La rencontre miraculeuse d’un chevreuil au détour d’un chemin forestier, lui fièrement campé dans toute sa beauté, le promeneur émerveillé par cet impromptu magique. Pas de fuite. Pas de crainte. Des deux côtés.

Des faits divers relatent l’attaque de chasseurs par de courageux cervidés excédés. Est-ce pour plaindre le chasseur ou justifier son action « régulatrice » sur les dangers de la nature que croit connaître le citadin crédule ? Moi, je préfère encourager cerfs, chevreuils et tout autre animal prêt à mourir sans résignation.

Réguler la nature, disent-ils.

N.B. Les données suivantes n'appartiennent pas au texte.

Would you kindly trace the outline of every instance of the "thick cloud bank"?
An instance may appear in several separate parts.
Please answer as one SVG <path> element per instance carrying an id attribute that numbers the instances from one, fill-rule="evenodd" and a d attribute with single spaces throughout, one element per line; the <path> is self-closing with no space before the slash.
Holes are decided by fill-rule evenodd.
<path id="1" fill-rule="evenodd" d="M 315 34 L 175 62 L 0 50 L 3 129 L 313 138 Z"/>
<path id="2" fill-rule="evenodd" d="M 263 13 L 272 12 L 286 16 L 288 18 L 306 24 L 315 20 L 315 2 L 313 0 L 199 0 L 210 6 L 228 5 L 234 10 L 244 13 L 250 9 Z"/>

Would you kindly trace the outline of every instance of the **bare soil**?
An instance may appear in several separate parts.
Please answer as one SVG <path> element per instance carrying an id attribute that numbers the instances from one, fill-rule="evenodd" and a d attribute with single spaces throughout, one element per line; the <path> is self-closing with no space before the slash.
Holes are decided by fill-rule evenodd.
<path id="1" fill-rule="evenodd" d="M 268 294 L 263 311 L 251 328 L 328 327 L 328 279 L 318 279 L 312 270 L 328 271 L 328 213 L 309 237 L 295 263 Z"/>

Eh bien, messieurs, cessez donc de lâcher perdrix et faisans qui envahissent champs, routes et villages. Cessez donc d’alimenter en graines ces innombrables auges à sangliers qui encombrent champs et forêts. Hypocrisie mal léchée de soiffards de violence.

L’automne dans un village beauceron ? Je vous le dis, vivement l’hiver qui cloîtrera les animaux dans leurs terriers et gardera les hommes au chaud, loin de la neige… du moins je l’espère.